2022年度活動レポート(一般公募プログラム)第076号 (オンライン)
持続社会を目指す最先端半導体デバイス研究の体験
千葉大学大学院工学研究院
教授 石谷 善博さんからの報告
ミャンマーでは国内情勢の混乱のため多くの教員や学生が大学から離れたと伺っていますが、昨年度と同様に本年度のさくらサイエンスプログラムにおいてもミャンマーのヤンゴン工科大学、マンダレー工科大学から参加者を迎えました。さらにトルコのカフラマンマラシュシュツイマン大学からの参加者も加えて12名の学生(大学院5名、学部7名)と教員8名の計20名の参加者を迎え、2022年12月5日~12月10日の6日間にわたりオンライン交流を実施しました。
実施主担当者は、上記ミャンマーの2大学を対象に行われたJICA支援の「ミャンマー工学教育拡充プロジェクト」の中で教育・研究支援を行ってまいりました。
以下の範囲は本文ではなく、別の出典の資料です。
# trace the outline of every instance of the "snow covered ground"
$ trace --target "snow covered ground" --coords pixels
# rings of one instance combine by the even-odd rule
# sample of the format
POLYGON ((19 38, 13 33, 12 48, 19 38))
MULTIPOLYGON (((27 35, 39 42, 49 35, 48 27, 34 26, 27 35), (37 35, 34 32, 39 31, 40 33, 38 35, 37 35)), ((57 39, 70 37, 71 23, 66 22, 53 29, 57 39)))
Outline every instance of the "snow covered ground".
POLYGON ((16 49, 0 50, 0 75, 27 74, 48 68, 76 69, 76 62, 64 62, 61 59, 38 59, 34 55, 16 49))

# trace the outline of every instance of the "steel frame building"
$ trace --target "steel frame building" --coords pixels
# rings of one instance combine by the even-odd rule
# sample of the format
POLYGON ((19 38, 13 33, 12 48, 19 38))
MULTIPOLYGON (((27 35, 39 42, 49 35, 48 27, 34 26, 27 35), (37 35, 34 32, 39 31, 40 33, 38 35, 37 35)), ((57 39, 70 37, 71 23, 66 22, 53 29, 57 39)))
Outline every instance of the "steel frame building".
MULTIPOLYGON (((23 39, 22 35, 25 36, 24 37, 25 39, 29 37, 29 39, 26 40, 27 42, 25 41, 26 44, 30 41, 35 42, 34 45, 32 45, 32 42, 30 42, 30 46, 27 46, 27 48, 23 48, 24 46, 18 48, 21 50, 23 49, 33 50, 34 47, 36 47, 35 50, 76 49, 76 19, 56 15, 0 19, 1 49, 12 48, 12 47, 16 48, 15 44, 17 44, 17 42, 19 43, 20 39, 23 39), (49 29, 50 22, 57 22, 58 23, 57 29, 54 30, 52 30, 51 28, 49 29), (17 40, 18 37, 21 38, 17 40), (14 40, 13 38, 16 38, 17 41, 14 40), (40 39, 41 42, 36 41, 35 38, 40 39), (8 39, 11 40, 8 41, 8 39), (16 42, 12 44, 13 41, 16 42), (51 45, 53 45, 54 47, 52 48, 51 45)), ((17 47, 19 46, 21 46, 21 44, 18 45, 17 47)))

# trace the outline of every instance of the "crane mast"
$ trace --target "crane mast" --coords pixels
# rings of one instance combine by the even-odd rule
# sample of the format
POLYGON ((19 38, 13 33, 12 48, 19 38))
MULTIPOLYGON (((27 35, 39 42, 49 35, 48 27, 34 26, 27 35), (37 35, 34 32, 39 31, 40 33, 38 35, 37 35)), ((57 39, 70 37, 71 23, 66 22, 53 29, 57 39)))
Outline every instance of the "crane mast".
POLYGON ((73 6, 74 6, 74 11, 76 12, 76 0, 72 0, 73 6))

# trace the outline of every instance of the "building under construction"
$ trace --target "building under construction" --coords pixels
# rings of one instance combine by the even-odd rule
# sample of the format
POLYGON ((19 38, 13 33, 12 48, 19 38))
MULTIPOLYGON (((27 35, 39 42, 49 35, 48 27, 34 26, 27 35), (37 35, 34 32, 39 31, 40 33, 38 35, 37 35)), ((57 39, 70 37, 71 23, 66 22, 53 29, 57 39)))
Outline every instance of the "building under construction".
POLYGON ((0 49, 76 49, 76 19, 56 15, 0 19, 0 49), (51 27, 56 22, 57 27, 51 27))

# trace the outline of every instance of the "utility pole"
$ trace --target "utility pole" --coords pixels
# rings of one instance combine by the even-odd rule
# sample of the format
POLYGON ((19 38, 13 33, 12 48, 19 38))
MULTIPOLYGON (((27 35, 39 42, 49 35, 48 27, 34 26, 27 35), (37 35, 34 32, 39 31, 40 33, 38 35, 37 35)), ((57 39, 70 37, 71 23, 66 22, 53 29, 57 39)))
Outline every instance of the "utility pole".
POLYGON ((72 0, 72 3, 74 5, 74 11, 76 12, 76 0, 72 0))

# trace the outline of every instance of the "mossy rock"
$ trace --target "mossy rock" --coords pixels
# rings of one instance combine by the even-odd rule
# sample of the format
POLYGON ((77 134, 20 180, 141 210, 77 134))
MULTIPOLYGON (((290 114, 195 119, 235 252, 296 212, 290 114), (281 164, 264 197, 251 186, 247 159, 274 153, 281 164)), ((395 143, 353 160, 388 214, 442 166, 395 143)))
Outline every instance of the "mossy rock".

COVID−19蔓延や国内情勢の混乱のため第二期支援プロジェクトが中止となり、現地学生や教員からはさくらサイエンス事業による交流への期待が強くなっています。また千葉大学においても学生の留学が必須となるなど国際交流が強く求められ、本事業は双方からの期待に応えるプロジェクトとして位置づけられています。さらに本年度は我々の活動情報を得たトルコからの参加希望の依頼があり、受け入れました。
本年度の交流では、ヤンゴン工科大学で導入されたフーリエ変換型赤外分光高度計(FTIR)、真空蒸着装置、マスクアライナ―、走査型電子顕微鏡(SEM)を有機的に関連させた研究を若手教員や学生が立ち上げること、構築中のフォトルミネッセンス測定系に関してその構築方法に関するオンライン実習を行うこと、学生間の研究討論を活性化させることを目的としました。さらに、半導体のプロセスや物性に関する理解を深めるため、事前に課題を与えて準備をしていただき、そのうえで開催期間中の1日を討論に割く新たな試みを行いました。
オンライン体験では、加工プロセスや光学システムの構築・光路調整などにおいてウエブカメラを近づけて実験実施者の視野で観察していただくことができました。FTIRによる赤外分光計測・フォトリソグラフィによる表面構造形成、およびフォトルミネッセンス測定システムの構築方法には時間をかけて説明を行い、多くの質問を受けました。作業過程における待ち時間に、実空間の移動なくチュートリアル講義を挿入してより深い理解を可能とする方法をとり時間を有効に用いることもできました。特に我々が開発を進めている時間分解ラマン分光につては、昨年度にはない項目として加えました。
討論では全体を3つのグループに分けたグループ討論をまず行い、そのうえで全体討論を行いました。日本側学生には特に午前の討論でガイドを行ってもらい、交流を深めました。活発な討論がなされましたが、英語による議論に留まらず、ミャンマーから本学への留学生が通訳を行い、より深い議論を行うことができました。両国学生が意識を共通化することができたように感じました。
これまでの活動の結果、現在3名の学生が当研究室に留学しており、留学のための奨学金を現在申請している学生もおります。本プログラムでも留学に関するご質問を受けましたので、本交流の成果が得られているものと感じます。COVID−19のパンデミックから通常社会活動に移行し始めており、来年度はミャンマーの社会情勢が安定し、多くの学生が渡日による活動の機会を得られることを期待します。
本招へいにはJSTおよび千葉大学の多くの方のお世話になりました。感謝申し上げます。